Panel Paper: Neighborhood Effect or Just Homophily : Analyzing Turf Rebate Patterns

Friday, March 9, 2018
Burkle 12 (Burkle Family Building at Claremont Graduate University)

*Names in bold indicate Presenter

John Shideler, Claremont Graduate University

Turf rebate incentive programs have recently been a popular tool used by water providers to promote behavior that will lead to water conservation and a more sustainable future in drought sensitive areas. While these programs have seen various levels of success and criticism, there is still much to be learned. Drought, state mandated water reductions, and increased public awareness will continue to place turf rebate programs as an important policy tool in consideration of water conservation. The focus of this research is to gain a better understanding of the household decision to apply, or not to apply, for turf rebate incentive programs. Specifically, I am interested in two main research questions:

1). What are the household level predictors of adoption in turf replacement programs?

2). What role, if any, do spatial patterns and peer effects play in the household application to turf rebate programs?

I am hopeful that this research project will provide insight not only into the recent turf rebate program in Southern California, but also provide valuable information for future implementation and design of incentive based programs.
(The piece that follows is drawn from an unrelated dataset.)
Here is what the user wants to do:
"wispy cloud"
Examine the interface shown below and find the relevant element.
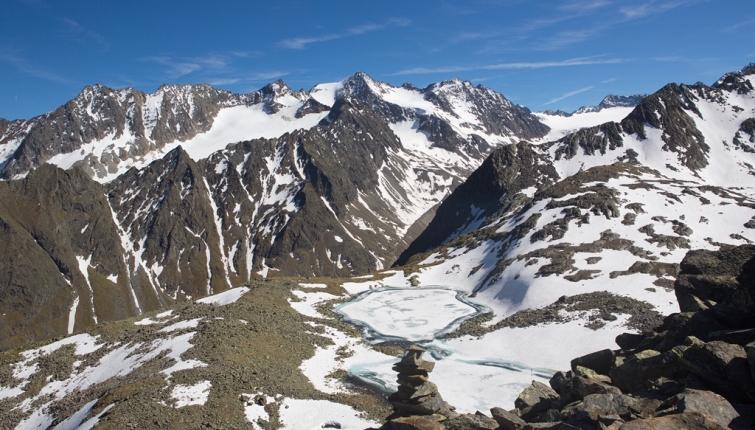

The research design and methodology incorporates a combination of turf rebate application data, property data, and voter data for Los Angeles county; and will utilize regression analysis and spatial analysis, via arcgis, in order to analyze potential peer affects, spatial patterns, and household level variables related to the uptake of turf rebates. This research is part of a larger research project titled “Is the Grass Always Greener on the Other Side” which is being undertaken as part of the Metropolitan Water District of Southern California’s World Water Forum College Grant Program.